You can rapidly compute a low-rank approximation based on SVD, using the svds function.
[U,S,V] = svds(A,r); %# only first r singular values are computed
svds uses eigs to compute a subset of the singular values - it will be especially fast for large, sparse matrices. See the documentation; you can set tolerance and maximum number of iterations or choose to calculate small singular values instead of large.
I thought svds and eigs could be faster than svd and eig for dense matrices, but then I did some benchmarking. They are only faster for large matrices when sufficiently few values are requested:
n k svds svd eigs eig comment
10 1 4.6941e-03 8.8188e-05 2.8311e-03 7.1699e-05 random matrices
100 1 8.9591e-03 7.5931e-03 4.7711e-03 1.5964e-02 (uniform dist)
1000 1 3.6464e-01 1.8024e+00 3.9019e-02 3.4057e+00
2 1.7184e+00 1.8302e+00 2.3294e+00 3.4592e+00
3 1.4665e+00 1.8429e+00 2.3943e+00 3.5064e+00
4 1.5920e+00 1.8208e+00 1.0100e+00 3.4189e+00
4000 1 7.5255e+00 8.5846e+01 5.1709e-01 1.2287e+02
2 3.8368e+01 8.6006e+01 1.0966e+02 1.2243e+02
3 4.1639e+01 8.4399e+01 6.0963e+01 1.2297e+02
4 4.2523e+01 8.4211e+01 8.3964e+01 1.2251e+02
10 1 4.4501e-03 1.2028e-04 2.8001e-03 8.0108e-05 random pos. def.
100 1 3.0927e-02 7.1261e-03 1.7364e-02 1.2342e-02 (uniform dist)

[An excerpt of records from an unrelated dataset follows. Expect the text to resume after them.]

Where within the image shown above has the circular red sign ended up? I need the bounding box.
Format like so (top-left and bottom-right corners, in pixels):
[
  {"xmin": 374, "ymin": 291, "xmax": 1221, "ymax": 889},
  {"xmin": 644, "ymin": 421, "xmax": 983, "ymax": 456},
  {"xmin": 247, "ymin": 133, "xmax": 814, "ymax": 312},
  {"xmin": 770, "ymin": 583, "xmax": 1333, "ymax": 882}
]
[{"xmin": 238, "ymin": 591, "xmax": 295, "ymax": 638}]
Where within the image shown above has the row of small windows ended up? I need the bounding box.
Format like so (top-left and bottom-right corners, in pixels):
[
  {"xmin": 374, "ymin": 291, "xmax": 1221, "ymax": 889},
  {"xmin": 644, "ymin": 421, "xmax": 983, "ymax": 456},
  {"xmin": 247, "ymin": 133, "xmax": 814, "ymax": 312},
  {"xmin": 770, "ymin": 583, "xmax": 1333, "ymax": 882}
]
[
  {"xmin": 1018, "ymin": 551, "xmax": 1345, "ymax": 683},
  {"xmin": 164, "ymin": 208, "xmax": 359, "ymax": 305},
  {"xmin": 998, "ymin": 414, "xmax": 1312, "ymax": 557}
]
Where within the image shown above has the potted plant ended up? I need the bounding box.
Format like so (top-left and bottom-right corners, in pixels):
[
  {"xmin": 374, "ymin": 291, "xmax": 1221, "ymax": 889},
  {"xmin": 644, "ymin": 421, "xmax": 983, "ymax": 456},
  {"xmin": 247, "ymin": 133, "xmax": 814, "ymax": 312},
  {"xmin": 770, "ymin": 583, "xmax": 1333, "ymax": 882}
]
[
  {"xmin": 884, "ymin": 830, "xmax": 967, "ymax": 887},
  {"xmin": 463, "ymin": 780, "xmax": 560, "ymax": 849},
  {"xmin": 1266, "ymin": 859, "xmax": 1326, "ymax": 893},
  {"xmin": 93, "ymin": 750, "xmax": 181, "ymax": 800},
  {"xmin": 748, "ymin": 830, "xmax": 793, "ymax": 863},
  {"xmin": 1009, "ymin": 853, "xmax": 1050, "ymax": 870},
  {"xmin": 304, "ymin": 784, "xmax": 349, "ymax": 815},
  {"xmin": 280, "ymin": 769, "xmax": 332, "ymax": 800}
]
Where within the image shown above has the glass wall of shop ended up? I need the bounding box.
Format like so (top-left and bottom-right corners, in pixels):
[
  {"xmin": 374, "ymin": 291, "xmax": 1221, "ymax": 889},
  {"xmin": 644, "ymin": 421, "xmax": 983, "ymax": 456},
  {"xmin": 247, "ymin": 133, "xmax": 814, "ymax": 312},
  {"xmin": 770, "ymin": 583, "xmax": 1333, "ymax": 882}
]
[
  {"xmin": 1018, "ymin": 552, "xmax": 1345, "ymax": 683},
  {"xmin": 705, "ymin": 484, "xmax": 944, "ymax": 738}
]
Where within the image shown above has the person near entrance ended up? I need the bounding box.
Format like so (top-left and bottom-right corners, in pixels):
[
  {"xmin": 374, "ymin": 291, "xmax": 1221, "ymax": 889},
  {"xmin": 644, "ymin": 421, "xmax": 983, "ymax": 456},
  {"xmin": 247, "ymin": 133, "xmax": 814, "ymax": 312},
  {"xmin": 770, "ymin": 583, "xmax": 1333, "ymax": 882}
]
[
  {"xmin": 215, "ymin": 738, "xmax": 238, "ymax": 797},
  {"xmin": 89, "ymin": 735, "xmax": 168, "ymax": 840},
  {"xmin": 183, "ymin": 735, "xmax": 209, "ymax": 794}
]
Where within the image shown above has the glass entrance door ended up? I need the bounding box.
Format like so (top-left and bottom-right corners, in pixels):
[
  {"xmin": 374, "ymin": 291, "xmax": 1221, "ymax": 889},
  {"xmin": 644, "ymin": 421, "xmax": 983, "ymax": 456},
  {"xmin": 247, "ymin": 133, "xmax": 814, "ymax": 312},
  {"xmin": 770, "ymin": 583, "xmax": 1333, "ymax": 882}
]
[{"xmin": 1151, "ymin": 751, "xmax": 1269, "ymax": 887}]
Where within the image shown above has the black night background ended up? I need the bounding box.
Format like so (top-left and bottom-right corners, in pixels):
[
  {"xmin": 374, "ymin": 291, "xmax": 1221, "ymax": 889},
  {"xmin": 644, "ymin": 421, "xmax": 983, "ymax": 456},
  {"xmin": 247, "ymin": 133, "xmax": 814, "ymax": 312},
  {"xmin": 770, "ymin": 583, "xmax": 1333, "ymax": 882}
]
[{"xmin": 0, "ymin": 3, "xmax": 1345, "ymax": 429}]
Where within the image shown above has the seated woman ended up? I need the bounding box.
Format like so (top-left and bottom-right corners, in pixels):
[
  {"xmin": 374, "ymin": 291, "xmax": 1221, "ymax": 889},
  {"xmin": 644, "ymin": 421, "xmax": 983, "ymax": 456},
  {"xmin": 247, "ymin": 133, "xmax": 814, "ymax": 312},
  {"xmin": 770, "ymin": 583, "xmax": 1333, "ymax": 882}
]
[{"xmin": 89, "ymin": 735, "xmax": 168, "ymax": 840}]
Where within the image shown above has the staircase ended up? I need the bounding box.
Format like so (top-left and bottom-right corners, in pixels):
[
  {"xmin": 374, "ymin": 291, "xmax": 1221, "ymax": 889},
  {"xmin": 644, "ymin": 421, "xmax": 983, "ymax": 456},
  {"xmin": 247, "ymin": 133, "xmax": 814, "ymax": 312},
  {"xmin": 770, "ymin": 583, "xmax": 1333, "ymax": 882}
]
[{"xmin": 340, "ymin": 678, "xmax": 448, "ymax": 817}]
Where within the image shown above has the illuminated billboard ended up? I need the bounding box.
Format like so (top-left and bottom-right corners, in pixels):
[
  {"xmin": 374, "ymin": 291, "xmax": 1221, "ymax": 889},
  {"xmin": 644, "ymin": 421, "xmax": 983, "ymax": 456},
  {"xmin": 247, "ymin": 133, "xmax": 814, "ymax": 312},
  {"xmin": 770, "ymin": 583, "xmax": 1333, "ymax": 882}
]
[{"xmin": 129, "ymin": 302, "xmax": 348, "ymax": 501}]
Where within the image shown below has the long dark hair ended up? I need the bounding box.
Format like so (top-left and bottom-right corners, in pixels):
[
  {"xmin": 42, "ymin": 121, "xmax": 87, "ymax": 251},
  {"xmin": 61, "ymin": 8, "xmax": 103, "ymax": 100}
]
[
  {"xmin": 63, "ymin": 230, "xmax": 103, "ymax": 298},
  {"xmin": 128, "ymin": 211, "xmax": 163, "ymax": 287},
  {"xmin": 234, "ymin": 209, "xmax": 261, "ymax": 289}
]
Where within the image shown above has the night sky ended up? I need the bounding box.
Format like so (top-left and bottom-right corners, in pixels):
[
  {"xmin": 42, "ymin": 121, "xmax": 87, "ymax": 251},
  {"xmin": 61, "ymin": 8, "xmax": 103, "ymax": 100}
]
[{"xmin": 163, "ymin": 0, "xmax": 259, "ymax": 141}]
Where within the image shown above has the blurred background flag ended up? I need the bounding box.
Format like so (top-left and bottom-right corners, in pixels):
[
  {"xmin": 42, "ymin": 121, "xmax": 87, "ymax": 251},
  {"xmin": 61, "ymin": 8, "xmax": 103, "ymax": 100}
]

1000 1 3.3647e+00 1.8096e+00 4.5111e-01 3.2644e+00
2 4.2939e+00 1.8379e+00 2.6098e+00 3.4405e+00
3 4.3249e+00 1.8245e+00 6.9845e-01 3.7606e+00
4 3.1962e+00 1.9782e+00 7.8082e-01 3.3626e+00
4000 1 1.4272e+02 8.5545e+01 1.1795e+01 1.4214e+02
2 1.7096e+02 8.4905e+01 1.0411e+02 1.4322e+02
3 2.7061e+02 8.5045e+01 4.6654e+01 1.4283e+02
4 1.7161e+02 8.5358e+01 3.0066e+01 1.4262e+02
With size-n square matrices, k singular/eigen values and runtimes in seconds. I used Steve Eddins' timeit file exchange function for benchmarking, which tries to account for overhead and runtime variations.
svds and eigs are faster if you want a few values from a very large matrix. It also depends on the properties of the matrix in question (edit svds should give you some idea why).